The analysis was done at the county level. The dataset initially provided county-level daily confirmed cases for 3086 counties (out of 3141 counties in the U.S.). To focus on in-person, online, and hybrid policies of interest, we excluded 163 counties that contained any university with “other” or “undetermined” policy. We observed a handful of “negative” daily confirmed cases, which were used to correct historical mistakes in the county-level data (i.e., a case was re-categorized the following day from being positive to negative). Given that such data from counties with large numbers of corrections are likely to be unstable and may even indicate limited surveillance systems, we excluded 30 (~1%) counties that contained at least one day with more than 5 corrected cases, which resulted in 2893 counties in our analysis.
We use linear models to estimate the effects of university reopening and different reopening policies. For Aim 1, we use the model:
\[ \begin{aligned} \text{Outcome } = & \text{ Intercept} + \text{ENROLLP} * \beta_1 + \text{AUGP} * \beta_2 + \text{AGE20} * \beta_3 + \text{AGE65} * \beta_4 + \text{RACEMINO} * \beta_5 \\ & + \text{ MEDHHINC} * \beta_6 + \text{TR} * \beta_7 + \epsilon. \end{aligned} \] For Aim 2, we use the model: \[ \begin{aligned} \text{Outcome } = & \text{ Intercept} +\text{ONLINE}\% * \beta_1 +\text{HYBRID}\% * \beta_2 + \text{AUGP} * \beta_3 + \text{AGE20} * \beta_4 + \text{AGE65} * \beta_5 \\ &+ \text{RACEMINO} * \beta_6 + \text{ MEDHHINC} * \beta_7 + \text{TR} * \beta_8 + \epsilon. \end{aligned} \]
Note that for Aim 2, the enrollment proportion of three policies sum up to 1, so we drop the covariate in-person enrollment proportion to avoid the issue of collinearity among covariates. We used a p-value of less than 0.05 to indicate statistically significant evidence of an association between the covariate and the outcome variable.
Further, we also conducted five sensitivity analyses.
First, for Aim 1, we conducted another analysis to compare the early-stage (within a month) and late-stage (after a month) impact of university reopening.
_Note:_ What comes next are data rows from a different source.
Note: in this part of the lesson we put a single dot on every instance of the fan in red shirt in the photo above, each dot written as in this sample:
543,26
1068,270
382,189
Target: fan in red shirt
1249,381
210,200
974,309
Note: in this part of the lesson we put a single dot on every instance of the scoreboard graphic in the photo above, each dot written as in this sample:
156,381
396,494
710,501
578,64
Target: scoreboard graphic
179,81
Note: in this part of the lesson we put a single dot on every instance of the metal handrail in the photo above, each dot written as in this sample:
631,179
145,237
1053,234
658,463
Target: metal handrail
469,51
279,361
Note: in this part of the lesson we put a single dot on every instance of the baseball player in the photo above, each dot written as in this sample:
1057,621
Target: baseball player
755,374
Specifically, for each county, we considered two periods of time, one in September and the other in October. Thus, each county has two outcome measurements, corresponding to the average number of daily new confirmed cases per 10,000 county population in September and in October respectively. We also constructed an indicator variables indicating whether the period under consideration is October (I(Oct)), and added itself and its interactions with the mean daily new confirmed proportion in August and the enrollment proportion into the linear regression model to account for the variation over time. The model is given by \[ \begin{aligned} \text{Outcome } = & \text{ Intercept} + I(\text{Oct}) * \beta_1 + I(\text{Sep}) * \text{ENROLLP} * \beta_2 \\ & + I(\text{Oct}) * \text{ENROLLP} * \beta_3 + \text{AUGP} * \beta_4 + I(\text{Oct}) * \text{AUGP} * \beta_5 \\ &+\text{AGE20} * \beta_6 + \text{AGE65} * \beta_7 + \text{RACEMINO} * \beta_8 + \text{ MEDHHINC} * \beta_9 + \text{TR} * \beta_{10} + \epsilon, \end{aligned} \] where \(I(\cdot)\) is the indicator variable for a given month.
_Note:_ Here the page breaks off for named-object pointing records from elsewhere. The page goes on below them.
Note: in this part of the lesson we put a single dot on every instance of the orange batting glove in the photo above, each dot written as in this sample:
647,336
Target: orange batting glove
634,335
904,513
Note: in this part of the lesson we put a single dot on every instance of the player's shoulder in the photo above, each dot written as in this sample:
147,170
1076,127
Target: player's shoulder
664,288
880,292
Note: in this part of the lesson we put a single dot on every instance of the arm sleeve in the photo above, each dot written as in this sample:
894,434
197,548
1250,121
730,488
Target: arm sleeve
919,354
Second, given students may still be on campus even if instruction was online only, we replace the covariate of enrollment proportion as the enrollment proportion of all types of enrollment and re-estimated the model for Aim 1.
Third, for Aim 1, we changed the exposure variable - the in-person and hybrid enrollment proportion - into a binary variable. This variable is 1 if the in-person and hybrid enrollment proportion is greater than zero, and is 0 otherwise. The goal of this sensitivity analysis was to determine if a “dose-response” effect was noted based on the proportion of in-person and hybrid enrollment (rather than its mere presence in a county).
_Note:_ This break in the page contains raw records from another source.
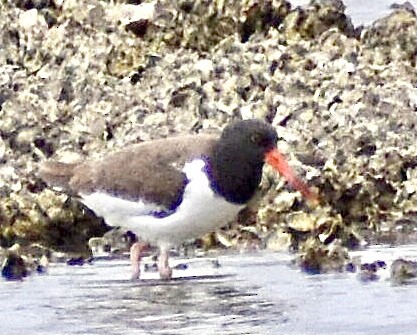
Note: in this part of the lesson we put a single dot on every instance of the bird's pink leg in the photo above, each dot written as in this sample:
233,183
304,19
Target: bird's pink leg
165,272
135,257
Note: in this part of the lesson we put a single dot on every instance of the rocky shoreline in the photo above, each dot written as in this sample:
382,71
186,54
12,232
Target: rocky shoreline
79,79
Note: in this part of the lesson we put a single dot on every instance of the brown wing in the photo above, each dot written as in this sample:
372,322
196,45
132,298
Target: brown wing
150,170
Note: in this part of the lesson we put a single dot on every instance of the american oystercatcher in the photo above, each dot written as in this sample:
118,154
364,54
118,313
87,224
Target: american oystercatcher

Fourth, we added county-level population density as another control variable and re-estimated the model. We added population density as it could affect the frequency of face-to-face interactions among people within the county, and therefore, affect the spread of COVID-19.
Lastly, because the impact of universities’ reopening to counties with large populations can be relatively minor, we further removed 87 counties with the top 5% total county population and re-estimated the model based on this cohort.
Our analysis was conducted using R statistical software version 3.6.0 and 3.6.1.
The final cohort includes 2893 U.S. counties. The result of the fitted model is shown in Table 1. Counties with higher proportions of in-person or hybrid university enrollment are associated with higher confirmed case rates since September (\(\beta\) = 2.01, p-value < 0.001). That means, for every 10% rise in the ratio of in-person or hybrid university enrollment to the county population, the mean daily new confirmed cases would increase by about 0.2 persons per 10,000 county population (e.g., 7.4 cases per day in a county the size of Washtenaw County where the University of Michigan resides).
Regarding control variables, the average confirmed case rate in August is positively correlated with the confirmed case rate after September (\(\beta\) = 0.20, p-value < 0.001). This was not unexpected as the confirmed case rate is not likely to change drastically within a short period of time. The proportion of young people under the age of 20 and the proportion of older adults 65 years or older are both positively associated with the outcome (p-values < 0.001). This could be due to the fact that older adults are at higher risk of getting COVID-19, and young people would likely be going back to school after September, bringing higher chances of COVID-19 spread. The median household income, which can in general represent the local economic status, is negatively correlated with the outcome suggesting lower numbers of new confirmed COVID-19 cases in wealthier regions. The regional testing rate is positively associated with the outcome (p-value < 0.0001). This is expected, since the more cases get tested, the more confirmed cases are likely to be reported. Finally, we have found that the proportion of population of racial minorities in a county is negatively correlated with the outcome (\(\beta\) = -0.96, p-value <0.001). This result was robust using other control variables that represent racial minorities (e.g., African American proportion in a population). We suspect this is due to our evaluation of new confirmed cases late in the pandemic (i.e., time after September), instead of the whole pandemic period where rates of infection have been higher in U.S. counties with higher proportions of minority populations.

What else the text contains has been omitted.